On Clinic – moja relacja

28
35
Lekarz - zdjęcie
W OnClinic pracują dermatolodzy.
Lekarz - zdjęcie
W OnClinic pracują dermatolodzy.

Niedawno sprzątałem w szafce, w której mam leki i inne rzeczy natury medycznej. Trafiłem na Ornity z On Clinic. Tak, chodziłem do tej kliniki się leczyć też. Ornity te wywaliłem, co nie jest jednoznaczne z tym, że one nie działają. Ale do rzeczy. Kilka słów o mojej przygodzie w On Clinic.

Może najpierw napiszę o lekach, które stosowałem. Trudno tu jakoś je odróżnić i ciężko określić co zawierają, bo oprócz tajemniczej nazwy Ornit (i tu jego numer) nie posiadały nic, nawet ulotki, także tylko te osoby co to robiły i lekarze z On Clinic chyba wiedzieli co to jest. Miałem 3 Ornity. Jeden przeznaczony tylko na głowę (pomarańczowe opakowanie) – płynny. Drugi też płynny (żółte opakowanie), ale na całe ciało, w tym na głowę i trzeci (zielone opakowanie) też na całość w gęstszej konsystencji i śmierdziało smołą/dziegciem.

Jeszcze jedno słowo o diagnozie. Mimo, iż paznokcie miałem sprawdzane i miałem w tym czasie niewielkie zmiany paznokci to łuszczycy paznokci nie zdiagnozowali…

Dobra teraz jak wyglądała moja kuracja. Nie było łatwo – praktycznie nie miałem po co wychodzić z domu bo zaraz musiałem iść się smarować.

W skrócie wyglądało to tak. Rano – prysznic, aby zmyć maści z nocy (trzeba mieć piżamę na straty). Następnie smarowanie Ornitem żółtym zmian na ciele i głowie. Chwilkę trzeba było pochodzić, aby przyschło po czym można było się ubrać. Tu uwaga – nie można było wcale wychodzić na słońce, a jakiekolwiek ciepło wywoływało niemiłosierny świąd całego ciała. Także czapka na głowę i w chłodne miejsca.

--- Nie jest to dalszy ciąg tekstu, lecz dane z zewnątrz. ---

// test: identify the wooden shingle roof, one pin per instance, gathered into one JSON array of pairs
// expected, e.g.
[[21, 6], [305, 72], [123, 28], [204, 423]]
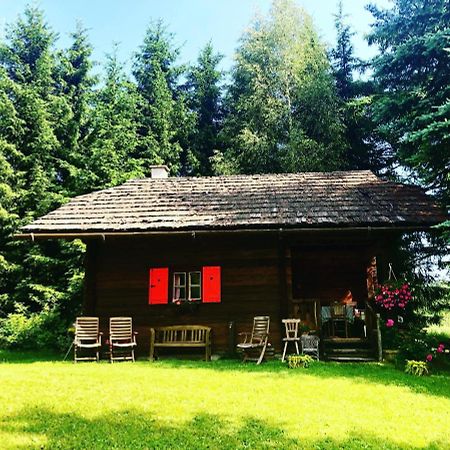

Następnie w połowie dnia natłuszczanie całego ciała Clobazą.

Wieczór trzeba było cały zarezerwować na smarowanka – przynajmniej te 5 godzin. Wieczorem kuracja wyglądała następująco. Najpierw głowa. Smarowanie Ornitem pomarańczowym na godzinę, po czym mycie głowy. Następnie smarowanie głowy Ornitem zielonym na 4 godziny, po czym prysznic i smarowanie całego ciała Ornitem zielonym na noc. Jakoś tak to wyglądało (ciężko mi dokładnie sobie przypomnieć). W późniejszej fazie bodajże na głowę i ciało smarowałem zielonym Ornitem już na noc. Głowę w czepku miałem.

Właściwie cały czas byłem czymś wysmarowany. Odnośnie wizyt w klinice to nie wspominam ich dobrze. Było niemiło najzwyczajniej.

Efekty było po 3 miesiącach – większość mi zeszło. Jednak pani lekarz kazała mi przestać smarować głowę – tylko natłuszczać. A wiedziałem, że mam niedoleczone na głowie. W związku z czym odnowiło mi się na głowie. Kolejna wizyta była moją ostatnią.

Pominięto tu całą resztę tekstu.